Un grupo de expertos en ciberseguridad ha alertado de que participar en juegos de rol con inteligencia artificial podría poner en serio riesgo tanto tu privacidad como la totalidad de tus datos personales.

Un grupo de expertos en ciberseguridad ha alertado de que participar en juegos de rol con inteligencia artificial podría poner en serio riesgo tanto tu privacidad como la totalidad de tus datos personales.
 

La nueva amenaza que engaña a los agentes de IA

Los ciberdelincuentes han puesto su mirada en un objetivo tan novedoso como atractivo: la inteligencia artificial. Un equipo de expertos en ciberseguridad ha revelado un ataque bautizado como BioShocking, capaz de vulnerar herramientas como ChatGPT Atlas o la extensión de Claude para Google Chrome. El peligro reside en los llamados agentes de IA, asistentes avanzados que no solo responden preguntas, sino que navegan por internet, pulsan botones y ejecutan acciones en nuestro ordenador tras recibir instrucciones sencillas. Lo más alarmante de este descubrimiento es que los atacantes no necesitan hackear la tecnología en sí, sino que recurren a una táctica mucho más simple: la manipulación a través de la inyección de órdenes o prompt injection. Tras poner a prueba seis de los agentes más potentes del mercado, los investigadores confirmaron que todos fueron engañados al confundir la realidad con la ficción, ignorando por completo sus protocolos de seguridad.

El funcionamiento del ataque BioShocking

El modus operandi es tan ingenioso como peligroso. Los atacantes diseñan una página web que simula ser un juego de acertijos ambientado en el videojuego BioShock.
  Cuando el agente de IA interactúa con el sitio, el juego comienza a premiar a la máquina cada vez que toma decisiones incorrectas o incumple normas lógicas.

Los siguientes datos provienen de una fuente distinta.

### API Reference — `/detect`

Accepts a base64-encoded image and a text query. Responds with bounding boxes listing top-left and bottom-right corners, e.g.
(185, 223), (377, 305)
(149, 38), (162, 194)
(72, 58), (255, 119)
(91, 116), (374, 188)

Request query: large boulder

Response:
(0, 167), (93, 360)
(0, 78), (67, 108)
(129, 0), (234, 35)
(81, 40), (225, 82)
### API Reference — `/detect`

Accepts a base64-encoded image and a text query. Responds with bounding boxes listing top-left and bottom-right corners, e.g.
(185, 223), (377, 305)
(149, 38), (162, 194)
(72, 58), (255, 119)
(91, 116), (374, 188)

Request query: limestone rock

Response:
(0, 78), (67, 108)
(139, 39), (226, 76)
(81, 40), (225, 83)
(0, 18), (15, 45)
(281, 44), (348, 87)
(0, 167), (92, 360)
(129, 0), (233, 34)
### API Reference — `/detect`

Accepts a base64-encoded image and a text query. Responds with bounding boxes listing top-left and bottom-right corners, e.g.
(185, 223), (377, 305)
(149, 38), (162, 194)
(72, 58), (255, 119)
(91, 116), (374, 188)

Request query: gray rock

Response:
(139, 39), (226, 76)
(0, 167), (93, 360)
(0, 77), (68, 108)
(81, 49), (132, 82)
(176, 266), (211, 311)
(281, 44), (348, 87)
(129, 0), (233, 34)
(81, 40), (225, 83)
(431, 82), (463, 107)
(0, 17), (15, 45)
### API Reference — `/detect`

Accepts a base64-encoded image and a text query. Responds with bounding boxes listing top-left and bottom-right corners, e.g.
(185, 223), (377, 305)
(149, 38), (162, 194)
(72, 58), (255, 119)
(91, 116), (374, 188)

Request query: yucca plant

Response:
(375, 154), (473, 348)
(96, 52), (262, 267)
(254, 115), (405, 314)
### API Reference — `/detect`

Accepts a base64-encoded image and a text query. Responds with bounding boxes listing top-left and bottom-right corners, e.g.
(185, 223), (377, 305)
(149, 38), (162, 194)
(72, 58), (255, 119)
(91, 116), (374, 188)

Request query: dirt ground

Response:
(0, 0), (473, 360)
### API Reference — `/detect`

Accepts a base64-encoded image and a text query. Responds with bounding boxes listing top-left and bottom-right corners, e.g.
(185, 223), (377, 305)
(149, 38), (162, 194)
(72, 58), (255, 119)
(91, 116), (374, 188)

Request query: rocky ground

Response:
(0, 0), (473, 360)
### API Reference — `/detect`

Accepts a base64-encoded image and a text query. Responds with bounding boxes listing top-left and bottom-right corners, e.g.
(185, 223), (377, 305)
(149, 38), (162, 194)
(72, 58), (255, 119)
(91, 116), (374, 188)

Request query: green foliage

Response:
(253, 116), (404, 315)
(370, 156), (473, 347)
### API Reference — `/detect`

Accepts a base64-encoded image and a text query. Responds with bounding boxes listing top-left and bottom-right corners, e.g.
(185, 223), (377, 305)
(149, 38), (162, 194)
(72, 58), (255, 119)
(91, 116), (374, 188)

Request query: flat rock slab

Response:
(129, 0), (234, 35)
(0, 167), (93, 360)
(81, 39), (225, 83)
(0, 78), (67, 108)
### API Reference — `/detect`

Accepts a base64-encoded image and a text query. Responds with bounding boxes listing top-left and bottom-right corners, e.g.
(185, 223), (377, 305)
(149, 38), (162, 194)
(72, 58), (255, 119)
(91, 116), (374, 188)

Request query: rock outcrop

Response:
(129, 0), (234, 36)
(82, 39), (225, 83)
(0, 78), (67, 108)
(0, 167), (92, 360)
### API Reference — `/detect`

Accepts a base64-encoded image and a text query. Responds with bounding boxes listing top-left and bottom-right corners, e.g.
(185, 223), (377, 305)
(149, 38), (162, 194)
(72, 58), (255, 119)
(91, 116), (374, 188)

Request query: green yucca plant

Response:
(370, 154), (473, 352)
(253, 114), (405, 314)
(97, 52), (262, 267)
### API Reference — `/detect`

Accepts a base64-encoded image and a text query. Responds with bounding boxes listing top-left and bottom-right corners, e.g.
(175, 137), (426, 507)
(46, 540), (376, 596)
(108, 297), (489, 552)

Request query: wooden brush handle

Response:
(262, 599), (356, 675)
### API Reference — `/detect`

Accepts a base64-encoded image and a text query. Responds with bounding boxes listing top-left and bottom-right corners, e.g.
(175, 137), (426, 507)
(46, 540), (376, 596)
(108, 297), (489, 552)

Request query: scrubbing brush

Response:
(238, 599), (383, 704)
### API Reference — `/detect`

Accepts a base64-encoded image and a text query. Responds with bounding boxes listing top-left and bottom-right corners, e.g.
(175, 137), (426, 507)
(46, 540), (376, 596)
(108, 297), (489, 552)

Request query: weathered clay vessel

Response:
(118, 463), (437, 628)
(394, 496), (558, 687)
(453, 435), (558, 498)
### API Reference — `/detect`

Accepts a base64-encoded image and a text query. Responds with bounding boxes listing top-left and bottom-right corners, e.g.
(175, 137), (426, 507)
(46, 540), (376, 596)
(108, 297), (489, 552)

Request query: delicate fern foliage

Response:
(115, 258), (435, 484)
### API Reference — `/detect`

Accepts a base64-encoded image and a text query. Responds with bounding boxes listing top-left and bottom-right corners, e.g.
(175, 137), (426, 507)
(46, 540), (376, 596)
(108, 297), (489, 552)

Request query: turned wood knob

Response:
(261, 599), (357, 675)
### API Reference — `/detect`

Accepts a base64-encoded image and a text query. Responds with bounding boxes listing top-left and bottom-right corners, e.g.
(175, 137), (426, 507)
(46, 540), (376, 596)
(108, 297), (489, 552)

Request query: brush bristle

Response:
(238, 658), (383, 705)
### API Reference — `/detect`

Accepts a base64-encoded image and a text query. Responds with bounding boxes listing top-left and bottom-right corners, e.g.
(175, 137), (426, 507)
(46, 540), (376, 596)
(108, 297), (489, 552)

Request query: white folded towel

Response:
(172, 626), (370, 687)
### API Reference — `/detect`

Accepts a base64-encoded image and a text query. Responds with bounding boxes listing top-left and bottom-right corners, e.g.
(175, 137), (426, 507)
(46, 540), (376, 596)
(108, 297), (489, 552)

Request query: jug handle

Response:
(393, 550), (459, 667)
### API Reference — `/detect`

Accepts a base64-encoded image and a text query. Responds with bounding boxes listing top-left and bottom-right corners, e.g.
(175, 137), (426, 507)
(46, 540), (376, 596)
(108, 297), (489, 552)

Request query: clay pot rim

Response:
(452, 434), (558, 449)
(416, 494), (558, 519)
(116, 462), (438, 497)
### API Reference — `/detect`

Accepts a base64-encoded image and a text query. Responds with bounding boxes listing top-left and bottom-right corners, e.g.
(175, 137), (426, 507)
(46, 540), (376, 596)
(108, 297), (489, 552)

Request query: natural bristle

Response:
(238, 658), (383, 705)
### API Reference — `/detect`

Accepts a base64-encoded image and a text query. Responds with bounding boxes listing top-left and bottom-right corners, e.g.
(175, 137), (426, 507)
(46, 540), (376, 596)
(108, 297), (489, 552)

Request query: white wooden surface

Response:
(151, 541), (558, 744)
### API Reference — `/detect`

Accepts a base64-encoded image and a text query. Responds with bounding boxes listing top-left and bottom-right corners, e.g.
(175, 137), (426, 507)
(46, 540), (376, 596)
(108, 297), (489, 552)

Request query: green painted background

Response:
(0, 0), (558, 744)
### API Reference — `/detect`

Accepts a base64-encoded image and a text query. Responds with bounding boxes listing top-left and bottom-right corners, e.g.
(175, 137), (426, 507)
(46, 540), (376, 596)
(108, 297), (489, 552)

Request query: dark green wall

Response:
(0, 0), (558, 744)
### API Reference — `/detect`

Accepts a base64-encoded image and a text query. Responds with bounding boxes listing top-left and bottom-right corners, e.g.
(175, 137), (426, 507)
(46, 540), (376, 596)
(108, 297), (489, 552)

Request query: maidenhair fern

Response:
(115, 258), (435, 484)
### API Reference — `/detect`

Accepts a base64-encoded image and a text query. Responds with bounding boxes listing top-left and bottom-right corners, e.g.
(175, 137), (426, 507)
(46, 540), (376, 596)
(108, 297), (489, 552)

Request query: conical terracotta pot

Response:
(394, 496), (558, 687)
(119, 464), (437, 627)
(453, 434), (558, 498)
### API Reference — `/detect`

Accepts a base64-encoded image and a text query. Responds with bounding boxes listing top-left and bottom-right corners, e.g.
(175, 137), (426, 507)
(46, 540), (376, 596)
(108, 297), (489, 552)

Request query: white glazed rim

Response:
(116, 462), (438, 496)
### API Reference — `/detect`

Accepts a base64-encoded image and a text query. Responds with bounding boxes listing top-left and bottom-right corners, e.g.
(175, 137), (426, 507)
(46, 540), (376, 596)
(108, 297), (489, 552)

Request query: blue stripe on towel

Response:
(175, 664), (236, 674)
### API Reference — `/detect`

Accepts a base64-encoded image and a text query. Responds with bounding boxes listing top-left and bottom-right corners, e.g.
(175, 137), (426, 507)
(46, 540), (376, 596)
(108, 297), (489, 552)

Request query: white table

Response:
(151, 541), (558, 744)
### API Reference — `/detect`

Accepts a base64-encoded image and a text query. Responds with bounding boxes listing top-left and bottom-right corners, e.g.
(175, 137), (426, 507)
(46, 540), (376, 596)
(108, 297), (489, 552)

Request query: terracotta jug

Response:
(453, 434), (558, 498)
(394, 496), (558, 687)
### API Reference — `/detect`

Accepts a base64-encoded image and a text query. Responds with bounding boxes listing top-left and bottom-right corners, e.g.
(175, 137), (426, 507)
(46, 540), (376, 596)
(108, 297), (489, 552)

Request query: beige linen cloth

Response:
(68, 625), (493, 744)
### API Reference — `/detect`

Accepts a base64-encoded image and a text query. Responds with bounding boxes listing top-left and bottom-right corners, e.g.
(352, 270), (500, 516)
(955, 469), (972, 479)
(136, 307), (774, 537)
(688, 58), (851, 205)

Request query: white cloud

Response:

Mediante este mecanismo, la IA asume una nueva regla interna: en ese entorno digital, saltarse los límites es necesario para ganar. El desenlace ocurre en la pantalla final de la partida. Una vez que la IA está convencida de que opera dentro de un juego, recibe el encargo de acceder a un repositorio de código de GitHub, copiar textos específicos y compartirlos externamente. Al haber perdido la noción de la realidad, el asistente obedece ciegamente y extrae información confidencial, sorteando todos sus filtros de seguridad sin dudar.

La brecha entre la lógica humana y la artificial

El problema fundamental es que la IA no comprende el contexto del mundo real; solo procesa reglas basadas en texto. Mientras que los humanos distinguimos sin esfuerzo la ficción de la realidad —por ejemplo, sabemos que el dinero en un juego de mesa como el Monopoly no es real—, los agentes de IA no cuentan con esta capacidad de discernimiento. Para un asistente virtual, toda la información que aparece en pantalla posee el mismo nivel de veracidad. Al entrar en la web de BioShock, la IA procesa las instrucciones del atacante como órdenes legítimas y las integra en su flujo de trabajo. El fallo crítico es que el sistema no puede distinguir entre las directrices de sus desarrolladores originales y las trampas introducidas por los hackers, careciendo de criterio para identificar qué es real y qué es simplemente una trampa diseñada para robar datos.